The other day was my 14-year wedding anniversary with Adam. Unlike years past, we decided to go out as a family, instead of just a couple. We went to a nice local Italian joint for good food, good wine and a good time. Adam started the night with a beautiful toast and upon the cheers, I was feeling happy and loved. The place added to our special celebration by giving us a rose, two flutes of champagne and a cake with a candle for dessert. In between all of the loveliness and after the toast however, Adam began to suck down Guinness like he needed beer googles for the obligatory anniversary sex; Vanessa and Ella played hand games like “Rock, Paper, Scissors” at the table and got a little carried away knocking over a glass of water, sending it crashing to the floor and breaking into a million pieces. Ella began to laugh at this and accidentally farted so loud, the people at the table across the room looked over at us . Adam slurred something to her and I couldn't tell if it was a “way to go” comment (why are guys proud of gross stuff like that?) or if he was yelling at her for being rude. When we got home, Adam passed out and I put the kids to bed. I then poured a glass of wine, sat on the couch and put on a porn (some form of sex had to happen on an anniversary night!) After 3 minutes, I changed the channel to Lifetime and used my phone to shop around on Amazon for a new dress during commercials. I ate the dessert I took home from the restaurant. This was wedded bliss of a new kind. Here’s to another year of real life and real love and all the perfect imperfectness in between!
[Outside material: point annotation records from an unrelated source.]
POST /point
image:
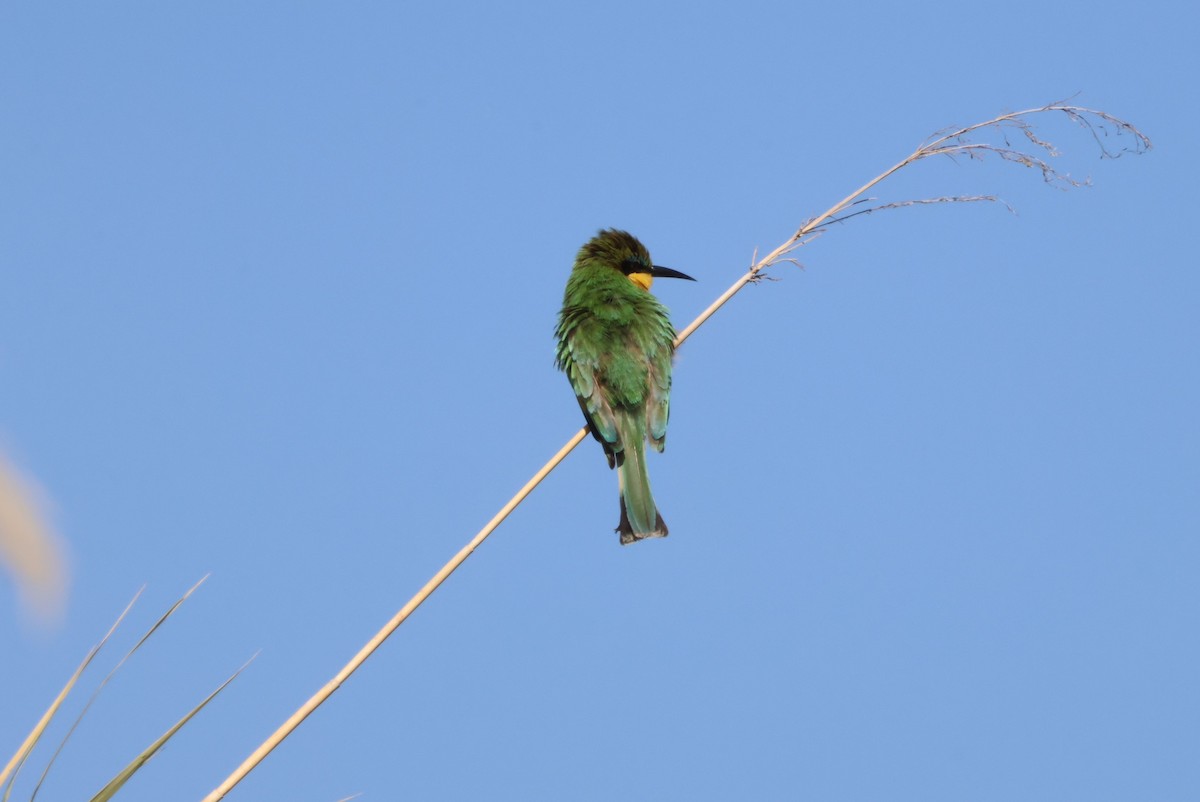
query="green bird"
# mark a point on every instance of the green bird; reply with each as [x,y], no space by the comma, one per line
[615,343]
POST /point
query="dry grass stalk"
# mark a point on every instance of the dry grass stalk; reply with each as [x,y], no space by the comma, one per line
[951,142]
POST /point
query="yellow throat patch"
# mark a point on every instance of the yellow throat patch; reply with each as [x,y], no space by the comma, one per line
[642,280]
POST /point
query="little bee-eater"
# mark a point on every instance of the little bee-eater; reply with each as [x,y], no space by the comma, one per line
[615,345]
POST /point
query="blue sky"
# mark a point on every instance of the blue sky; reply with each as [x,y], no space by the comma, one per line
[277,285]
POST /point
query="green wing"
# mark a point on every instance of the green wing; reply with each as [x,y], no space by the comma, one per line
[579,355]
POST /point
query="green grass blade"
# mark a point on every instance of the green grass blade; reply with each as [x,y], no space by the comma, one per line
[9,776]
[95,693]
[124,776]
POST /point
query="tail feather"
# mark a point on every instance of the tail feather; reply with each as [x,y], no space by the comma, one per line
[639,516]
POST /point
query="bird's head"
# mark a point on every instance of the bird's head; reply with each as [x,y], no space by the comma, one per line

Yay! It’s Back-to-School time! And the first and probably last day that my kids will actually make the bus. From here on out, I will likely be the parent screeching through the parking lot at 60 miles an hour in order to get there before the bell rings. The scene will be awesome as I scream at the kids to unbuckle their seatbelts and get ready to get out of the car the second it stops. As they run to the doors, I will yell after them reminding them to go directly to the office without getting a late pass and to just tell the teachers that they were using the bathroom when the bell rang. I will get pissed when I see them walking towards the office. Argh! Why did I teach them to do the right thing? With the start of a new school year, I wonder if I will have to go back to bribing them to make the bus on time. Last year, it was only February when we got a letter from the principal about all of the accrued lates. We really had to start making real efforts to get the girls to school on time until the end of the year. And in keeping consistent with making some of the worst parenting decisions ever, I promised each of them $100 in cold, hard cash if they didn’t get one more late pass until June. And it worked! On the last day of school, I found myself at the bank asking the teller for 200 singles. Feeling like a stripper with a bunch of loose bills in my purse – and secretly liking it – I picked up the girls from school that day and handed them their reward. Yea, seeing it’s success I am so not above bribery. Since my girls weren't either, I should have anticipated that being at the bus stop today – the first day – it would present the perfect opportunity for my oldest to ask “So Mom, how much do we get this year for not getting any late passes?” Like finding out that the Tooth Fairy pays some kids more than others, let’s hope my girls don’t talk to your kids or we just might ourselves breaking up a juvenile ring of corruption.